I do like a little bit of crunch in my breakfast, but with any luck, it won’t be long before Biscoff. The cart is getting close! The flight attendant looks very sweet. Motherly.

I miss my mom. Probably more than I should, at age 23. But all of a sudden, it’s as if we’re friends first, and mother and daughter second. I can’t tell you how nice it is. It’s almost as nice as the sunrise hike we did together, every other morning.


We took turns leading and following. We laughed when we tripped. We talked and didn’t talk. We stopped to take pictures — me for writing, her for painting.


We reminded each other to drink. We fell behind and caught back up. We sprinted to see the sky wake up — me with my iPhone, her with her iPad. We laughed at ourselves for being too late (yet again). We loved the way the light looked, no matter what.


I wish that we were having oatmeal together, the way we did when I was growing up.

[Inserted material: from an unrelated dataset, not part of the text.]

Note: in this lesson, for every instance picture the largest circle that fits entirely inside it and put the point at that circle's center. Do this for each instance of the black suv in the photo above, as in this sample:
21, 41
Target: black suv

My yogurt is so cold. The blueberries are good, but I miss my mango. Miss the morning we blew off oatmeal, and went to the cutest little farmer’s market, and brought home a great big loaf of bread. Fig and walnut bread.


We toasted one slice and left the other alone. Buttered both, had half of each. It was perfect.


I had that thought so many times during the trip. When we finally found a pair of white shorts for her (not too short), and a pair of black pants for me (not too tight). When we discovered a new frozen yogurt place, along with a single shady spot to park. When we woke up at exactly the same time, to yet another 80-degree and sunny day.


I would imagine it would be hard not to be happy in Scottsdale. There are bunnies and hummingbirds everywhere you look. And there are so many friendly faces! (Providing they aren’t trying to get from Point A to Point B, on a freeway with five lanes.) And then there are all of those cacti. They always seem to be waving hello.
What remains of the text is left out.